Continued stagflation and cost of living pressures are causing couples to think twice about starting a family, new data has revealed, with long term impacts expected

By Bronwyn Allen
Fri, Jul 26, 2024 2 min

Australia is in the midst of a baby recession with preliminary estimates showing the number of births in 2023 fell by more than four percent to the lowest level since 2006, according to KPMG. The consultancy firm says this reflects the impact of cost-of-living pressures on the feasibility of younger Australians starting a family.

KPMG estimates that 289,100 babies were born in 2023. This compares to 300,684 babies in 2022 and 309,996 in 2021, according to the Australian Bureau of Statistics (ABS). KPMG urban economist Terry Rawnsley said weak economic growth often leads to a reduced number of births. In 2023, ABS data shows gross domestic product (GDP) fell to 1.5 percent.
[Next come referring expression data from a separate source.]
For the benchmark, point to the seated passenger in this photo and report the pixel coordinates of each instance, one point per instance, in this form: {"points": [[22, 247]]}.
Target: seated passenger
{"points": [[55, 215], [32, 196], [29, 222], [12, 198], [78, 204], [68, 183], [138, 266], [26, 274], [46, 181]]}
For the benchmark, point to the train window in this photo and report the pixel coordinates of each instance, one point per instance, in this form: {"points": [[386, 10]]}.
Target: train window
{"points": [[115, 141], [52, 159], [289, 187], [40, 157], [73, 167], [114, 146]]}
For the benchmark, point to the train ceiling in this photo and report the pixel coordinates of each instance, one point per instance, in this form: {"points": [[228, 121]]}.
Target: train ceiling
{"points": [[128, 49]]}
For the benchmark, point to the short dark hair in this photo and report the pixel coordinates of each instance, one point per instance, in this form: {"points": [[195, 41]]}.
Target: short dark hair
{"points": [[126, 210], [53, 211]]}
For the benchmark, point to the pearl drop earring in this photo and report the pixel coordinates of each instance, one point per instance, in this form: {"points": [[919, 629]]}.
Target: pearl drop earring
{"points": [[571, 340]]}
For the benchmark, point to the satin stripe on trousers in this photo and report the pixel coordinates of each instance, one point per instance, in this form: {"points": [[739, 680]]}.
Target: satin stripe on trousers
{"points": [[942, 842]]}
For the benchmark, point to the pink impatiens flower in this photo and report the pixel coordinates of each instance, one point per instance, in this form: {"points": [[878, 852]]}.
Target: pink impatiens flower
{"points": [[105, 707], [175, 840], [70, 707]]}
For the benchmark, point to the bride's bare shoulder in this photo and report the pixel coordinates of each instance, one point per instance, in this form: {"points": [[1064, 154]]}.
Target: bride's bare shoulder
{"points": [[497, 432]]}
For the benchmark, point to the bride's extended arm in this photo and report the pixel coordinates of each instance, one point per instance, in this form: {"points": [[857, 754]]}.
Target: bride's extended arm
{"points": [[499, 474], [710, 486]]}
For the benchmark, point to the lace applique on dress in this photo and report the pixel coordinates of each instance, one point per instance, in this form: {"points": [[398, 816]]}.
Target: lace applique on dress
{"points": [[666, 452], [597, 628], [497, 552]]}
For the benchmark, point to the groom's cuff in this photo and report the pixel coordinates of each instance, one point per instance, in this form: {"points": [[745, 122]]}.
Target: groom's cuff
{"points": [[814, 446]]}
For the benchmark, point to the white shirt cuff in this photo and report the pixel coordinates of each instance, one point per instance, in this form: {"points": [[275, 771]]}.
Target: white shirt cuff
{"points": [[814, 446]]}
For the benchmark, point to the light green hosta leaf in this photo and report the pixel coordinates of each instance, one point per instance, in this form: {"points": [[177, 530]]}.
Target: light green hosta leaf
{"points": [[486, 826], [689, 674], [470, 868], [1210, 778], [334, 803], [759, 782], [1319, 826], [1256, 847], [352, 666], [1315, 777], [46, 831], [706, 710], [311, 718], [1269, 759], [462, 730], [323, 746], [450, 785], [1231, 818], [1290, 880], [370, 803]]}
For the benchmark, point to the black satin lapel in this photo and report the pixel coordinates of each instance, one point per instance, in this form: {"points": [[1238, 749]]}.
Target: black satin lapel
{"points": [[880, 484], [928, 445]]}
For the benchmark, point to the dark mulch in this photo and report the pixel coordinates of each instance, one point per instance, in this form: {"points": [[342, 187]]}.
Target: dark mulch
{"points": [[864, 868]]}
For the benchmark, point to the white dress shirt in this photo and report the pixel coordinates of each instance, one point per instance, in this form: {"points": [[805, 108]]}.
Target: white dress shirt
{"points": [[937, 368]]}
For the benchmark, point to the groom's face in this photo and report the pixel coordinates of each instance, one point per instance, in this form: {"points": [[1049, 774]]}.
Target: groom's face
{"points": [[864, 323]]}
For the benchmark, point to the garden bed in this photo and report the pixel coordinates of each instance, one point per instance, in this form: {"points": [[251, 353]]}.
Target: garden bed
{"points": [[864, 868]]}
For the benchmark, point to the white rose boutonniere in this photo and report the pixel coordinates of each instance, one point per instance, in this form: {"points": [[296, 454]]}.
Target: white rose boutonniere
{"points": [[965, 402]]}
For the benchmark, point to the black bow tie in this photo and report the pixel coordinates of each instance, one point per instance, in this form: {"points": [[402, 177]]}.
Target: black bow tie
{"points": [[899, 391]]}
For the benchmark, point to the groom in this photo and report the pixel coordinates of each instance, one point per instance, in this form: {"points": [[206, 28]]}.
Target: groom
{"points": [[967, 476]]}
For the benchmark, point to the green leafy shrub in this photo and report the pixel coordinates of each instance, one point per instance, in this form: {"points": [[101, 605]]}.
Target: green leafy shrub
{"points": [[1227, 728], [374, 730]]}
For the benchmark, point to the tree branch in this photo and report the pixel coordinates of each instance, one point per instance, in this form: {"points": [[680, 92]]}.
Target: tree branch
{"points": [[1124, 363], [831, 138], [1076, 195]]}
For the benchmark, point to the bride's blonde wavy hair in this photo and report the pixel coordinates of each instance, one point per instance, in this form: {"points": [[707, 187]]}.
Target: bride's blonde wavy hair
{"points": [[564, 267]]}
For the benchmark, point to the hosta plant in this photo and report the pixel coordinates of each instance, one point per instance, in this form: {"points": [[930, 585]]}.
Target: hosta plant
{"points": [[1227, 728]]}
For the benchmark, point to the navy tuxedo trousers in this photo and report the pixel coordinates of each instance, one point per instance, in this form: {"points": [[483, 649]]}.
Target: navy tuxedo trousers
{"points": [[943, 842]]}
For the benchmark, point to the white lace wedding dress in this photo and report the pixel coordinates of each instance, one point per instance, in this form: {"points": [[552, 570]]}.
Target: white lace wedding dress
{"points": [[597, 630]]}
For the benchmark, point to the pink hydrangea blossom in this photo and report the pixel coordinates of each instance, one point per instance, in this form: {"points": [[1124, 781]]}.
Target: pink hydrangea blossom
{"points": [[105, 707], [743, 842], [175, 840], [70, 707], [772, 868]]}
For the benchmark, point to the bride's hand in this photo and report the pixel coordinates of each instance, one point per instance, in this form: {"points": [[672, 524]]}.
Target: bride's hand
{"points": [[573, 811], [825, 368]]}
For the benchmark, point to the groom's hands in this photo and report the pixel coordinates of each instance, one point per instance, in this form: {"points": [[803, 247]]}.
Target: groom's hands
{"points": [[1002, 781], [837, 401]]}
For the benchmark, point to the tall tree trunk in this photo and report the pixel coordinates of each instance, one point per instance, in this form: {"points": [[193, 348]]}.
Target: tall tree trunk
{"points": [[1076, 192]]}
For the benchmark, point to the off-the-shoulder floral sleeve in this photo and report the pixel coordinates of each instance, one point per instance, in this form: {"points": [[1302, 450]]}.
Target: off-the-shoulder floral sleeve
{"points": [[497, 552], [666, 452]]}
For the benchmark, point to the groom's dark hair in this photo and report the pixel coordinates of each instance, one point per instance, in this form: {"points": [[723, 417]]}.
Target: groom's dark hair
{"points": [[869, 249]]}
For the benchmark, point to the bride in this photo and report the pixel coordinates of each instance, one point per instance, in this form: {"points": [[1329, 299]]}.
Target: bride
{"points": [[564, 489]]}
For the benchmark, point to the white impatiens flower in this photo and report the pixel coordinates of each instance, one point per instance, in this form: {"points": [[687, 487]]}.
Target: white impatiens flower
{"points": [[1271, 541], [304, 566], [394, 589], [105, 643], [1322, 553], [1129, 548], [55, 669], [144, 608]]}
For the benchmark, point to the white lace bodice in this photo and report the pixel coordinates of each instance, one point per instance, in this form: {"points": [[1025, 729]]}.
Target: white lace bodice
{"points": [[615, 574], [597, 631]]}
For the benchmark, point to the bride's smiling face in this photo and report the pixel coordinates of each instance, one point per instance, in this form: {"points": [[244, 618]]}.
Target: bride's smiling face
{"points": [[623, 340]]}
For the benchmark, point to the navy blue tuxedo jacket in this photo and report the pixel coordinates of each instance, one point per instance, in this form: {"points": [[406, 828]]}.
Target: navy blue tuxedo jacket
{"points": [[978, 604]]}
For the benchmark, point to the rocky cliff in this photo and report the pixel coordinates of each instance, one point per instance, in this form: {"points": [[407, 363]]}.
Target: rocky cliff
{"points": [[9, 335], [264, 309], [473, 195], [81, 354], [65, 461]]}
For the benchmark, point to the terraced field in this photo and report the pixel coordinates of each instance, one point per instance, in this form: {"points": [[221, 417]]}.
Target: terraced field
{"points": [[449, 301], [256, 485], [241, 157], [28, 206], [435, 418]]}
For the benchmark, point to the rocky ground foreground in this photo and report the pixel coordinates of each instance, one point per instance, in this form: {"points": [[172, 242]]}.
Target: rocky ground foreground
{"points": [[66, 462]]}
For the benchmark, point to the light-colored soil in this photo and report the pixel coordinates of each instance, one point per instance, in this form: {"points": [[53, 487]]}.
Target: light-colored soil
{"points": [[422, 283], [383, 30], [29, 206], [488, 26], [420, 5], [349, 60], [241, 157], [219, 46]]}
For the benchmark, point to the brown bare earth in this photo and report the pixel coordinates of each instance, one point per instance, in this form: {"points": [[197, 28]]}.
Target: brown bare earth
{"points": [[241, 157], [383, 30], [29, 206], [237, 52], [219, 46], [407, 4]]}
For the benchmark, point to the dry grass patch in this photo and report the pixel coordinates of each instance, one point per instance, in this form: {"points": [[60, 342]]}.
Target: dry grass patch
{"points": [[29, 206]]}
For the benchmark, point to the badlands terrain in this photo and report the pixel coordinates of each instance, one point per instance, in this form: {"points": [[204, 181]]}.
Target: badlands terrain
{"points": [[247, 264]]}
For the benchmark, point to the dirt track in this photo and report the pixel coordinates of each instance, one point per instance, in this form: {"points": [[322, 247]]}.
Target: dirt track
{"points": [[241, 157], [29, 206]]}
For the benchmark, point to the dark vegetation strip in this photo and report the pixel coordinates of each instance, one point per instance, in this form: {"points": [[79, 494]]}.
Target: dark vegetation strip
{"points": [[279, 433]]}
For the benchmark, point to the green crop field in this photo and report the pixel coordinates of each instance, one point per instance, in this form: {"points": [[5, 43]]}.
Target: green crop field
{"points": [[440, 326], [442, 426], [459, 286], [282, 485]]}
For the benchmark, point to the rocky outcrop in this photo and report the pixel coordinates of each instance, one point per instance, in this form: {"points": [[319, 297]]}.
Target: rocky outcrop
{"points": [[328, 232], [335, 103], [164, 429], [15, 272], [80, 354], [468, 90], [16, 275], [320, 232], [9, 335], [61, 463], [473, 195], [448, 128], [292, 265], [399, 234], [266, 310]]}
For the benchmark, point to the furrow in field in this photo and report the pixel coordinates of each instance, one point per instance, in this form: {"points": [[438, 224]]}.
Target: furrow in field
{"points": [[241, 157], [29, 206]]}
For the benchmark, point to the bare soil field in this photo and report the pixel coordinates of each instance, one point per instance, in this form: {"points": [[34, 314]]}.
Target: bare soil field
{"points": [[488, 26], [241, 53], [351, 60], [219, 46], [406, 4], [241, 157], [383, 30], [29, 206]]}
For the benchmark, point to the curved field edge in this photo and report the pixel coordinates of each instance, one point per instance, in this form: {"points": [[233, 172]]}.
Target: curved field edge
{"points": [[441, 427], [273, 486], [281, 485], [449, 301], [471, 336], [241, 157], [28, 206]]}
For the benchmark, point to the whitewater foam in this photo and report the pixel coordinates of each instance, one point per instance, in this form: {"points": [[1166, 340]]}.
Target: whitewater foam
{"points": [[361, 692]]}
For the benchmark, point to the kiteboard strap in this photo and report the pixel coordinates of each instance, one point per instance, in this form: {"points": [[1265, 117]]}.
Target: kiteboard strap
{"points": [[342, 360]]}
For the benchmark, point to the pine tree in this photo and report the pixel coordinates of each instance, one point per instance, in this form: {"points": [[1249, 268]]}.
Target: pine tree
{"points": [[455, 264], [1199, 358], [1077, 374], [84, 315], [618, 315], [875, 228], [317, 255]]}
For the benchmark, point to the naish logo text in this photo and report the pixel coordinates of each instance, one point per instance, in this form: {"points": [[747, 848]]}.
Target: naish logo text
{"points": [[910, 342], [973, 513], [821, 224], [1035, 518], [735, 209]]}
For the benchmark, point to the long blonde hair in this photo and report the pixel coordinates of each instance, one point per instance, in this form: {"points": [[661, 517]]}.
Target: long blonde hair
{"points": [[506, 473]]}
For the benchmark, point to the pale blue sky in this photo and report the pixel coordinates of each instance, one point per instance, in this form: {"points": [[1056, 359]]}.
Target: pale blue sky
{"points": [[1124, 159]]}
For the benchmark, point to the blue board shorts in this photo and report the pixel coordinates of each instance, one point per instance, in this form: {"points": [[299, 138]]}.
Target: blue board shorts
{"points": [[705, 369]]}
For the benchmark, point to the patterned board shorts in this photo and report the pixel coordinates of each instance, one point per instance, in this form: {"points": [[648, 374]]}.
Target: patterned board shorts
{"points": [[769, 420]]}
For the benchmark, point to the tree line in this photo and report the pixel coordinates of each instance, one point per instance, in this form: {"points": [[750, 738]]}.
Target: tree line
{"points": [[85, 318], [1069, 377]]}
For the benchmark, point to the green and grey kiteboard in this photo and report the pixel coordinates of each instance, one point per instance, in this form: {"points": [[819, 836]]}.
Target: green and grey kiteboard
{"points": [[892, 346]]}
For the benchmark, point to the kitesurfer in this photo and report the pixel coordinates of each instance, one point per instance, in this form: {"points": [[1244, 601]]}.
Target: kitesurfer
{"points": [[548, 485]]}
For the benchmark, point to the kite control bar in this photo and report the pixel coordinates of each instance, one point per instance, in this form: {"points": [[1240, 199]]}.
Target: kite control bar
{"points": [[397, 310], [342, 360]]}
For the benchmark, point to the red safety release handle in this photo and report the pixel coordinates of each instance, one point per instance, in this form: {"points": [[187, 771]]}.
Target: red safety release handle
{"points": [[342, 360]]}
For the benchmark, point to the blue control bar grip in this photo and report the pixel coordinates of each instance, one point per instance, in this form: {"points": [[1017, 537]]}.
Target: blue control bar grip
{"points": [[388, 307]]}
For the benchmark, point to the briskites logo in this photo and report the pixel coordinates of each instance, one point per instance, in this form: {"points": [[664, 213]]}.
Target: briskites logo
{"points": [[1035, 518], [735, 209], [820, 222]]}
Despite the population growing by 2.5 percent in 2023, GDP on a per capita basis went into negative territory, down one percent over the 12 months.

“Birth rates provide insight into long-term population growth as well as the current confidence of Australian families, said Mr Rawnsley. “We haven’t seen such a sharp drop in births in Australia since the period of economic stagflation in the 1970s, which coincided with the initial widespread adoption of the contraceptive pill.”

Mr Rawnsley said many Australian couples delayed starting a family while the pandemic played out in 2020. The number of births fell from 305,832 in 2019 to 294,369 in 2020. Then in 2021, strong employment and vast amounts of stimulus money, along with high household savings due to lockdowns, gave couples better financial means to have a baby. This led to a rebound in births.

However, the re-opening of the global economy in 2022 led to soaring inflation. By the start of 2023, the Australian consumer price index (CPI) had risen to its highest level since 1990 at 7.8 percent per annum. By that stage, the Reserve Bank had already commenced an aggressive rate-hiking strategy to fight inflation and had raised the cash rate every month between May and December 2022.

Five more rate hikes during 2023 put further pressure on couples with mortgages and put the brakes on family formation. “This combination of the pandemic and rapid economic changes explains the spike and subsequent sharp decline in birth rates we have observed over the past four years, Mr Rawnsley said.

The impact of high costs of living on couples’ decision to have a baby is highlighted in births data for the capital cities. KPMG estimates there were 60,860 births in Sydney in 2023, down 8.6 percent from 2019. There were 56,270 births in Melbourne, down 7.3 percent. In Perth, there were 25,020 births, down 6 percent, while in Brisbane there were 30,250 births, down 4.3 percent. Canberra was the only capital city where there was no fall in the number of births in 2023 compared to 2019.

“CPI growth in Canberra has been slightly subdued compared to that in other major cities, and the economic outlook has remained strong,” Mr Rawnsley said. This means families have not been hurting as much as those in other capital cities, and in turn, we’ve seen a stabilisation of births in the ACT.”